Galleri Star
Peder Balke
Since Galleri Star first opened its doors in 2005, we have staged solo exhibitions of several internationally famed contemporary artists, including Joseph Beuys (2005), Louise Bourgeois (2006), Luc Tuymans (2008), Sally Mann (2010), Bernd and Hilla Becher (2012), and Rose Wylie (2015). In 2019, this sequence was broken when we exhibited for the first time in our “star gallery” art from an earlier generation – paintings by Frits Thaulow. This season we return again to the nineteenth century to show paintings by another luminary of Norwegian landscape painting, Peder Balke. Although both have been dead more than a century, they left enduring traces in Norwegian art history, upon which foundation today’s artists are continually building.
Peder Andersen Balke (1804–1887) was born on the island of Helgøya in Ringsaker, and began at an early age working as a local house painter and decorator, following in his grandfather’s footsteps. From 1829 to 1833 he studied art with C. J. Fahlcrantz at the Academy of Art in Stockholm, and in 1836 he embarked on the first of several trips he would make to Dresden to visit the painter J. C. Dahl, journeys that would come to have great significance for the emergence of his talent. Balke’s knowledge of decorative painting contributed to the development of the distinctive style for which he would later become well known. The characteristic rapid, flowing strokes, with dark colors on a light base, were achieved using a brush and sponge. The technique lends striking, almost expressive effects to his depictions of natural phenomena. In the 1860s, the high-water mark of his artistic career was reached in dramatic and visionary depictions of the landscape of Northern Norway.
In 2015, the National Gallery in London held a large solo exhibition of paintings by Balke, describing him as one of the most groundbreaking Scandinavian artists of the nineteenth century.
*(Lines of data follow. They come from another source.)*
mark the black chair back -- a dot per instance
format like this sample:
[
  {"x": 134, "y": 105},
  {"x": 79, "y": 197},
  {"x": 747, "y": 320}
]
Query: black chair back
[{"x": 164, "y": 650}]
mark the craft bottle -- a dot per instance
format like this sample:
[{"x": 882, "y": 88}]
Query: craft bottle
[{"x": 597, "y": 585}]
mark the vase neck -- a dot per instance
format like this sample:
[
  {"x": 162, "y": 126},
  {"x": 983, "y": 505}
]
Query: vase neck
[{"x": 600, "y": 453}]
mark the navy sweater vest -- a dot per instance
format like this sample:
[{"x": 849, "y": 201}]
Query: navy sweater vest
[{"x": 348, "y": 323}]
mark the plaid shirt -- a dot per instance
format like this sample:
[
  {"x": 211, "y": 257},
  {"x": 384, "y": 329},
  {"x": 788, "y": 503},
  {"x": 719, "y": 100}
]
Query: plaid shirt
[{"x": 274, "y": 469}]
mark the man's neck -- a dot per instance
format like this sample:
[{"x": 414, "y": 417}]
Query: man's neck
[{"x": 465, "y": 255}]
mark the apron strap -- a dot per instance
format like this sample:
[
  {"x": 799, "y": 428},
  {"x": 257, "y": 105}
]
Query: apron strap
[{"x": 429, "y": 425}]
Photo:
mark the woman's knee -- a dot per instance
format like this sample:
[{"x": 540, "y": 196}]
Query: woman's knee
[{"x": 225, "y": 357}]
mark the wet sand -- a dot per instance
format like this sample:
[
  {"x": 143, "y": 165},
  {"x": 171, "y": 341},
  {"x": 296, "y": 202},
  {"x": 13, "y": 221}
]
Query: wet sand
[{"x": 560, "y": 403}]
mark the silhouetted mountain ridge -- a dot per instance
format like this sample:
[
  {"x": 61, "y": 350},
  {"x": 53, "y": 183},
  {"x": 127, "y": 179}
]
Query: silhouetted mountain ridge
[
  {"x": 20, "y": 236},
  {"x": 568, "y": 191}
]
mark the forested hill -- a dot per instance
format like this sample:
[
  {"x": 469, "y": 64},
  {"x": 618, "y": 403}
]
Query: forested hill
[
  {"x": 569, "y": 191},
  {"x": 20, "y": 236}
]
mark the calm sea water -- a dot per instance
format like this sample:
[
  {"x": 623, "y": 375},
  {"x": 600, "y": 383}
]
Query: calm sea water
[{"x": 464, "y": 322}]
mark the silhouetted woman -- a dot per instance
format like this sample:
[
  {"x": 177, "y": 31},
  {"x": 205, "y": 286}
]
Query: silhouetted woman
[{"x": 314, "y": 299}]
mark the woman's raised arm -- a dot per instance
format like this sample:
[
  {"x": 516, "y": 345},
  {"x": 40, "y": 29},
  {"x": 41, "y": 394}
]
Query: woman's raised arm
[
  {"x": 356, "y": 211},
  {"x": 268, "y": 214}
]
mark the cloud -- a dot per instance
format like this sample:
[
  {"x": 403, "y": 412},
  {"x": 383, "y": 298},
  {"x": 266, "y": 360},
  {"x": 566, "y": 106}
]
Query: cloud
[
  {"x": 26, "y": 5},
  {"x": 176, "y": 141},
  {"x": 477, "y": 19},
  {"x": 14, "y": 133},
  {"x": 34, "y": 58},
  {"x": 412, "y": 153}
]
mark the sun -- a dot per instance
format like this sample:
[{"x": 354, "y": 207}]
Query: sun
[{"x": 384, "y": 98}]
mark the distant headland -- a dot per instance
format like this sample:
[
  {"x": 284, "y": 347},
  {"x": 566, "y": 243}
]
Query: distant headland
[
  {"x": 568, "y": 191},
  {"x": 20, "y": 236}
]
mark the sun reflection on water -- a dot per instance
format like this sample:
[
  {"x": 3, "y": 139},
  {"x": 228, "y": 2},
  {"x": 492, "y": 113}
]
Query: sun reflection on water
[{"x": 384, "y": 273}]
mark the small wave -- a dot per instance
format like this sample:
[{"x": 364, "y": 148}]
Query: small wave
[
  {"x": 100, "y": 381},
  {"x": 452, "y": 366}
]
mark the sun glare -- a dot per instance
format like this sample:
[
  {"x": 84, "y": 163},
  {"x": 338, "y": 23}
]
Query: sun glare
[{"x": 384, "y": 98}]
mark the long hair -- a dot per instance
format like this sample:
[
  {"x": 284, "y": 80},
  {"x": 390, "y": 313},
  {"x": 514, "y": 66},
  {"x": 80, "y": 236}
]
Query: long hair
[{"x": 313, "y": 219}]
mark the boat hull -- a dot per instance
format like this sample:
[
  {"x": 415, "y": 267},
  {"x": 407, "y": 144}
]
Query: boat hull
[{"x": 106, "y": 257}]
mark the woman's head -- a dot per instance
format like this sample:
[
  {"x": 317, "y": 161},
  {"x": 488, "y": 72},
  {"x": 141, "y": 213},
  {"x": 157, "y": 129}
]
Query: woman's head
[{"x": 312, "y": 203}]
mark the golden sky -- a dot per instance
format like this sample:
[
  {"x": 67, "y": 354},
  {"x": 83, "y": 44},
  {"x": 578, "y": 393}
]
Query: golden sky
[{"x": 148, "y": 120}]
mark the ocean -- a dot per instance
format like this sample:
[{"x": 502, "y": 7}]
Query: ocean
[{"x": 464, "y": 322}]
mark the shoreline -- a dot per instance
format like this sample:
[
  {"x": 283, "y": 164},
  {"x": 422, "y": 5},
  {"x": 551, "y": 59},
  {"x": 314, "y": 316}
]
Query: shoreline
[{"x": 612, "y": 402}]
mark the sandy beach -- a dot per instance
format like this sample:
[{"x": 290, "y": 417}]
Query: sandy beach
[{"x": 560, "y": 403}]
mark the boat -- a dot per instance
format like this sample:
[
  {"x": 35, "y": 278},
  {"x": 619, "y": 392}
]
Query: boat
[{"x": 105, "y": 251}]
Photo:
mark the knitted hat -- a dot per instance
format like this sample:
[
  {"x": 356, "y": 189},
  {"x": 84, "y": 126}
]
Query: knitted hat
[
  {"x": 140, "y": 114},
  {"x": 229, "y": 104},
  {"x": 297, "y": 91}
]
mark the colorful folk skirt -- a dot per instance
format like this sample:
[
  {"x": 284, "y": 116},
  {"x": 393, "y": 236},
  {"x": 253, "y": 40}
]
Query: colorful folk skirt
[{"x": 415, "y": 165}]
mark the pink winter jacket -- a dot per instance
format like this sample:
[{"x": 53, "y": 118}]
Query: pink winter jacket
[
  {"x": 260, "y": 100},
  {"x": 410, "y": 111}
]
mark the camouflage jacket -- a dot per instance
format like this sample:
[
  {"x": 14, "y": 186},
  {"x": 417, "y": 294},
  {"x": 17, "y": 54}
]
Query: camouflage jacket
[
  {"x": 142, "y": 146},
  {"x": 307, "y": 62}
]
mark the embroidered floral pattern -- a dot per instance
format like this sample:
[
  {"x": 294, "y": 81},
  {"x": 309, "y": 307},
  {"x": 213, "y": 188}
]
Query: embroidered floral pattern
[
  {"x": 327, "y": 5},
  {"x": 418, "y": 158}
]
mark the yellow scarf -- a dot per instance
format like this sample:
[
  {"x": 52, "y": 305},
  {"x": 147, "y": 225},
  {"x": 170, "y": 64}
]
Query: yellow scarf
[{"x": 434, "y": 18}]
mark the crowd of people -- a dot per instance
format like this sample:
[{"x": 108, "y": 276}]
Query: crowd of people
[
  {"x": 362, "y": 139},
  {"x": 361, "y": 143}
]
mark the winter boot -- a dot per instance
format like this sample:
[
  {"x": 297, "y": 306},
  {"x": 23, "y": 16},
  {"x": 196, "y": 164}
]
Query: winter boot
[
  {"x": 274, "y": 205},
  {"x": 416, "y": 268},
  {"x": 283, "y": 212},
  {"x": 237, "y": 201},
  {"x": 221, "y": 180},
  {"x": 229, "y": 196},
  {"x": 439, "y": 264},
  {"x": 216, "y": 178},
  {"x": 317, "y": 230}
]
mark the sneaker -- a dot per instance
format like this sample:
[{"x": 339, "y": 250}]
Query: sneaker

Despite the beauty and expressivity of his coastal paintings, his name is still not widely known. He might be described as an early modernist, and as such it is understandable that his contemporary culture found it difficult to embrace the distinctive painting style and limited palette that typifies the sea and coastal motifs of his later period. Today, we are witnessing what would seem to be a European breakthrough for Balke, almost 140 years after his death. There is also renewed interest in his art in Norway, and we are delighted to be able to offer our visitors a taste of this artist’s majestic landscape paintings.